One White 2013 Freightliner, p. 18. But those are questions for another day.
• At first glance, it might seem strange that the ISP would have renewed its abstention claim after having won in the federal district court (see background above). After all, abstention effectively nullified its federal district court victory from February 2019. But I can imagine at least two reasons for renewing the abstention claim: (1) Abstention simplifies the litigation. Abstention would consolidate all of the litigation over the seizure into one state court forfeiture proceeding.

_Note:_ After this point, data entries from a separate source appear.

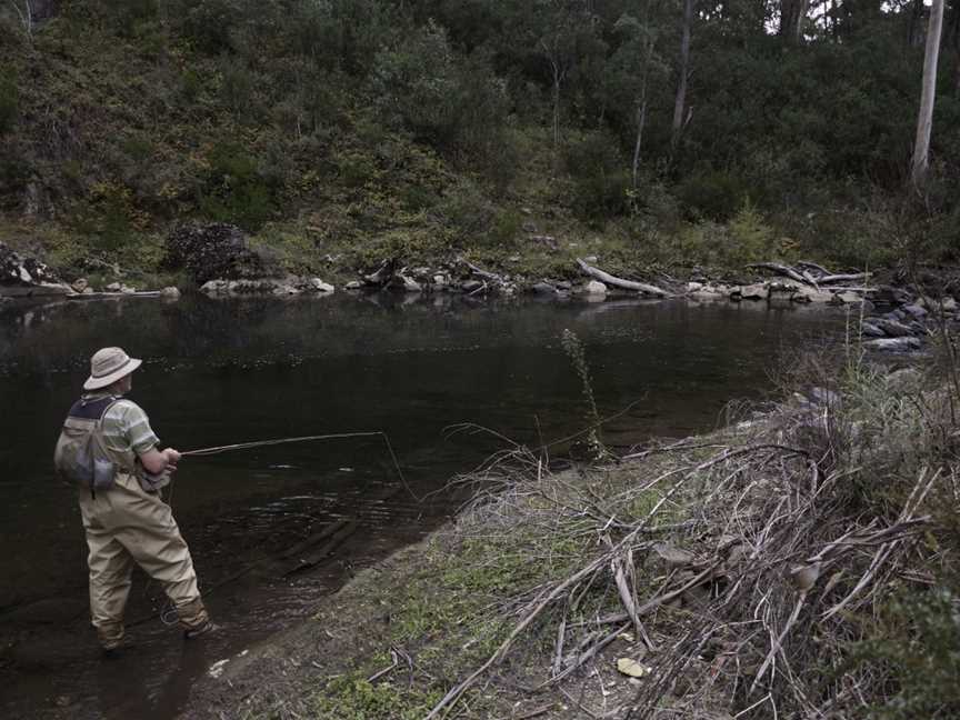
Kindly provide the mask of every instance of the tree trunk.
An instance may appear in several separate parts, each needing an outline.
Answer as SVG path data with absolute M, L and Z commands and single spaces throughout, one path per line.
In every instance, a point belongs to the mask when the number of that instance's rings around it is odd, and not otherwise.
M 646 86 L 646 83 L 644 83 Z M 643 88 L 640 103 L 637 106 L 637 142 L 633 144 L 633 188 L 637 188 L 637 174 L 640 172 L 640 146 L 643 142 L 643 126 L 647 124 L 647 88 Z
M 943 31 L 943 0 L 933 0 L 927 29 L 927 52 L 923 56 L 923 91 L 920 94 L 920 114 L 917 118 L 917 142 L 913 146 L 913 167 L 910 180 L 918 191 L 927 181 L 930 161 L 930 133 L 933 129 L 933 102 L 937 99 L 937 60 L 940 54 L 940 34 Z
M 803 39 L 803 20 L 810 9 L 810 0 L 783 0 L 780 3 L 780 29 L 778 34 L 788 42 L 800 44 Z
M 676 150 L 683 130 L 683 107 L 687 103 L 687 77 L 690 74 L 690 30 L 693 26 L 693 0 L 683 0 L 683 32 L 680 38 L 680 79 L 673 102 L 673 126 L 670 149 Z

This would spare the ISP the extra time and effort needed to (re)litigate identical claims in two separate courts (Idaho state court and federal court). (2) State court is probably a more favorable forum (for ISP) than is the Ninth Circuit. While it’s true that the ISP won before the federal district court, there is no guarantee the Ninth Circuit would uphold the federal district court’s ruling on the merits, if it had to decide the issue. To be sure, I doubt the Ninth Circuit would have invalidated the seizure – the 2018 Farm Bill is pretty clear. But the Ninth Circuit has issued several pro-marijuana rulings in the past. For example, in Gonzales v. Raich, it found that the application of the federal marijuana ban to the intrastate cultivation of marijuana exceeded the scope of Congress’s Commerce Clause authority (as discussed in my book, pages 253-265, the Supreme Court overturned that decision). Likewise, in Conant v. Walters, the Ninth Circuit held that the federal Drug Enforcement Administration could not punish physicians merely for “recommending” marijuana to their patients – the court held that such a recommendation constitutes First Amendment protected speech (see pages 602-610). To play it safe, then, ISP may have wanted to keep this case in state court, and not risk the possibility of the Ninth Circuit interpreting the Farm Bill in a way that would invalidate its seizure of the plant material.
• Originally the forfeiture case was brought against both the truck that was used to transport the hemp and the hemp itself. As I discuss in the book, many states provide for civil forfeiture of items used in connection with the commission of a drug trafficking offense—and forfeiture cases take their names from the property at issue (see pages 379-396). But at the end of its decision, the Idaho court notes that the ISP had dismissed its claims against the other property in the forfeiture proceedings, including, apparently, the truck for which the case was named (One White 2013 Freightliner Commercial Vehicle, VIN # 1FUJGKDR4DSBU5154, with all appurtenances, (Oregon Registration: YAIT108) . . . .
• It appears that the driver of the truck – who was originally charged with a marijuana trafficking offense – pled guilty to a lesser offense: failure to provide supporting documents in a driver’s possession. He was sentenced to 180 days in jail (although he was released for time served – five days) and was fined $2,360. See Katy Moeller, Truck was returned, driver took plea deal. Now Idaho courts will decide hemp case, Idaho Statesman, Oct 1, 2019.